The memory framework doesn't care which LLM you use. It just assembles context. Bring your own model.

The schema lives in migrations/001_init.sql. Run it against any Postgres 17+ database with the pgvector extension installed. Tables are prefixed s2m_ (for "speak2me," the project this came from). Rename them in the migration if you want a different prefix.

License: Apache 2.0. Fork it, modify it, ship it commercially. The only ask is that you preserve the copyright notice and the NOTICE file. See CONTRIBUTING.md for the full guide.

Quick start

npx recallmem

You need three things on your machine first: Node.js 20+, Postgres 17 with pgvector, and Ollama (optional, skip if you only want cloud providers).

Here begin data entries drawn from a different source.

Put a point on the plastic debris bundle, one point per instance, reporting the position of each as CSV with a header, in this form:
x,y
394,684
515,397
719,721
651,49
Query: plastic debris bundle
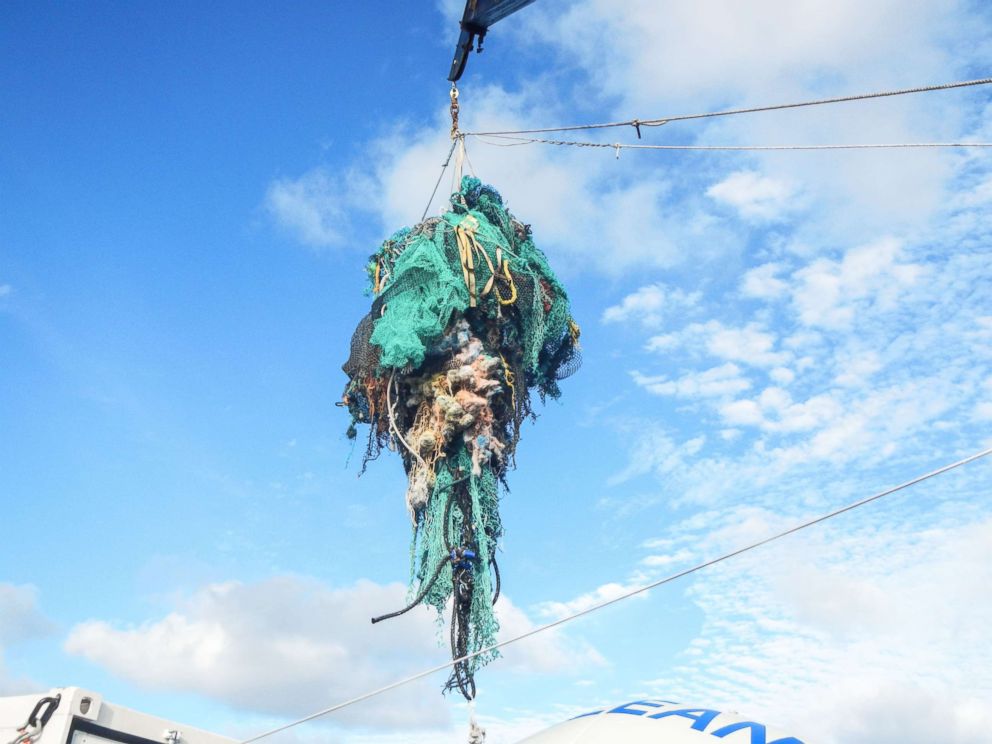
x,y
468,319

If any are missing, the CLI tells you exactly what to install for your OS.

Architecture diagrams (system, memory layers, post-chat sequence)

System architecture

flowchart TB
    Browser["Browser<br/>Chat UI<br/>localhost:3000"]
    NextJS["Next.js App<br/>API routes + SSR"]
    Postgres[("Postgres + pgvector<br/>localhost:5432<br/>Chats, facts, profile, embeddings")]
    Ollama["Ollama<br/>localhost:11434<br/>Gemma 4 + EmbeddingGemma"]
    Cloud{{"Optional: Cloud LLMs<br/>Anthropic / OpenAI / etc.<br/>Only if you add a provider"}}

    Browser <-->|HTTP / SSE| NextJS
    NextJS <-->|SQL + vector queries| Postgres
    NextJS <-->|"/api/chat<br/>/api/embed"| Ollama
    NextJS -.->|Optional API call| Cloud

    style Cloud stroke-dasharray: 5 5
    style Ollama fill:#dfe
    style Postgres fill:#dfe
    style NextJS fill:#dfe
    style Browser fill:#dfe

Everything in green runs on your machine. The dashed cloud box only activates if you explicitly add a cloud provider in settings. Otherwise, nothing leaves your computer. Ever.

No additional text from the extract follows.